大川に20年に薬学部 国際医療福祉大 市と新設協定

西日本新聞 筑後版

協定書を持つ倉重良一市長(右)と大友邦学長 拡大

協定書を持つ倉重良一市長(右)と大友邦学長

 国際医療福祉大は20日、大川市榎津の大川キャンパスに2020年4月、6年制の薬学部を新設すると発表した。同日、市と設置に関する基本協定を締結。市の補助金や、無償提供される閉校予定の中学校を施設用地として活用する。

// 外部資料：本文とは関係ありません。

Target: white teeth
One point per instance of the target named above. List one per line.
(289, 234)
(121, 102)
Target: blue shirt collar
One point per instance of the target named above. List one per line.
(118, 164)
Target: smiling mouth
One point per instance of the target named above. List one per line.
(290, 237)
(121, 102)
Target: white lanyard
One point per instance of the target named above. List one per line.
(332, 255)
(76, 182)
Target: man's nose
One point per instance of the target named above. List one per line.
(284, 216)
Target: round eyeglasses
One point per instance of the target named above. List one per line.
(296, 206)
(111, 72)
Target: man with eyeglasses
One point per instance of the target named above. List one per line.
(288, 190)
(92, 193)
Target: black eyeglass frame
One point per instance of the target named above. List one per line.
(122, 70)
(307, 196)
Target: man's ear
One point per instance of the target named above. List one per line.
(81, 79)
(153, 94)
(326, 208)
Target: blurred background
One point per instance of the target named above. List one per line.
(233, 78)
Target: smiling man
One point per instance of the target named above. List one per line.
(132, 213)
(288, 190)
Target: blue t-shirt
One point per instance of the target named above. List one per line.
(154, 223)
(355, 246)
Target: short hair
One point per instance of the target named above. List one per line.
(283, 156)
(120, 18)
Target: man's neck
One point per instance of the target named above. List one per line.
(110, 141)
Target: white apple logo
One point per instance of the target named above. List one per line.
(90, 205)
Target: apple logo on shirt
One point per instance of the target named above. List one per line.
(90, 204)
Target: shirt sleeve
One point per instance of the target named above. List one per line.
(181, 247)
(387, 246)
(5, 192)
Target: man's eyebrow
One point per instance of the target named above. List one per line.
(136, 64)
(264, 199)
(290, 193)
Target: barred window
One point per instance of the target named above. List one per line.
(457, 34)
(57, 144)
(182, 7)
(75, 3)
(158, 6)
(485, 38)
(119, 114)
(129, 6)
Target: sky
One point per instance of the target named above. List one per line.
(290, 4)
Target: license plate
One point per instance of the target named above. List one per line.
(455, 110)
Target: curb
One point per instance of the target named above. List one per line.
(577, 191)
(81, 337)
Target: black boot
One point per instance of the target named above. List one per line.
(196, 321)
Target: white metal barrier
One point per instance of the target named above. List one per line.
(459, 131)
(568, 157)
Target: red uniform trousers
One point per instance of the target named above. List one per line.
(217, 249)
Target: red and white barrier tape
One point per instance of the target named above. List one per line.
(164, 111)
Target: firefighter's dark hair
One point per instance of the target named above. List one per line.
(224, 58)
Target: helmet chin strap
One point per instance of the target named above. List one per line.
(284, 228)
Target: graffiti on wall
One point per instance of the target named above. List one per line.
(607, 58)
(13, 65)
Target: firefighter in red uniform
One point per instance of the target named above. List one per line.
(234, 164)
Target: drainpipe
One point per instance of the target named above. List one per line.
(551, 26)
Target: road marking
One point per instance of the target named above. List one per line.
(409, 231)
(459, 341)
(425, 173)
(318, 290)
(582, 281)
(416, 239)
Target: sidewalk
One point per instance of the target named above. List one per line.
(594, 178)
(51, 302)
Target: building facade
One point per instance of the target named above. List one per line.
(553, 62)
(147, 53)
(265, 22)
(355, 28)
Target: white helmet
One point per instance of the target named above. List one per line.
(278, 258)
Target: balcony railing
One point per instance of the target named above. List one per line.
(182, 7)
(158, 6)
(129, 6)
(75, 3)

 同大によると、薬学部がある大学は福岡市に集積。県内では薬剤師が不足しており、特に大川市を含む県南地区の病院や薬局で顕著という。市が設置を要望していた。

 大川キャンパスに5階建ての薬学部棟と講堂棟を新設。20年3月に閉校予定で、キャンパスから約1・5キロ離れた大川南中跡にグラウンドや駐車場などを整備する。総事業費は約40億円で、5億円を上限に市が補助する。19年、文部科学省に設置認可を申請予定。

 市役所で記者会見した倉重良一市長は「6年間、学生が大川に住むことでまちの活性化につながる」と期待。大友邦学長は「優秀な学生を確保し、国際的に活躍できる人材を育てたい」と述べた。

 1995年に開学した同大は、大川市のほか福岡市、栃木県大田原市、神奈川県小田原市、千葉県成田市にキャンパスがある。薬学部設置は大田原市キャンパスに次いで2カ所目。